When employers are hiring, interviewing candidates is pretty much a given. Yet that practice may be overrated. Research has shown that unstructured interviews, in particular, do not inform an employer much and can actually hurt if one already has more objective data such as standardized test scores. A new study reports that interviews do not just make us less accurate at predicting how qualified a candidate will be, they increase overconfidence in predictions, compounding the problem.

Edgar Kausel, a psychologist at the Pontifical Catholic University of Chile, once worked in retail and recalls that hiring managers did not ask consistent—or necessarily relevant—questions in interviews: “They might ask some people about their favorite celebrities to infer their personality and work ethic, then ask other people questions about their favorite color.” Such unstructured interviews create noise and bias, diluting more useful information.
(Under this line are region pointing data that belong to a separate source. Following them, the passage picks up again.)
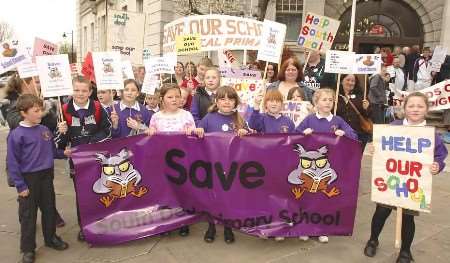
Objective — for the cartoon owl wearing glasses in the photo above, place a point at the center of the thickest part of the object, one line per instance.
(118, 178)
(313, 174)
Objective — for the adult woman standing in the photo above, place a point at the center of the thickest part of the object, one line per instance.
(350, 102)
(291, 76)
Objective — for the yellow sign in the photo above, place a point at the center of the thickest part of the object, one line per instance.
(188, 44)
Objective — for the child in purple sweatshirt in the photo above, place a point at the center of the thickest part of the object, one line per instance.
(416, 108)
(129, 117)
(31, 151)
(272, 121)
(324, 121)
In 2013 Jason Dana of Yale University and his colleagues reported that when people predicted college students' semester grades, interviewing them in addition to seeing their cumulative grade point averages reduced accuracy.

In the new study by Kausel and his collaborators, published in the November issue of Organizational Behavior and Human Decision Processes, hiring managers saw pairs of profiles based on actual airline employees and then attempted to select the better candidate. Everyone saw scores on tests of intelligence and conscientiousness, but some also saw interview scores. Surprisingly, when the raters' predictions were graded against actual job performance, managers with access to interview scores did worse.

In another experiment, undergraduates performed a similar task evaluating job candidates but could bet points on the accuracy of their forecasts. Students with access to interview scores were more overconfident in their judgments and lost more of their bets. In the real world, a human resources representative might select the wrong people, then bet big on them. “Managers generally perceive that their gut instinct is efficient and accurate when hiring,” Kausel says.

Of course, these findings do not necessarily apply to all jobs or employees, nor are all interviews created equal. Kausel recommends using measures of actual performance, and when you do an interview, take a structured approach by asking everyone the same, job-specific questions and scoring answers individually rather than relying on a general impression. Then, trust the numbers.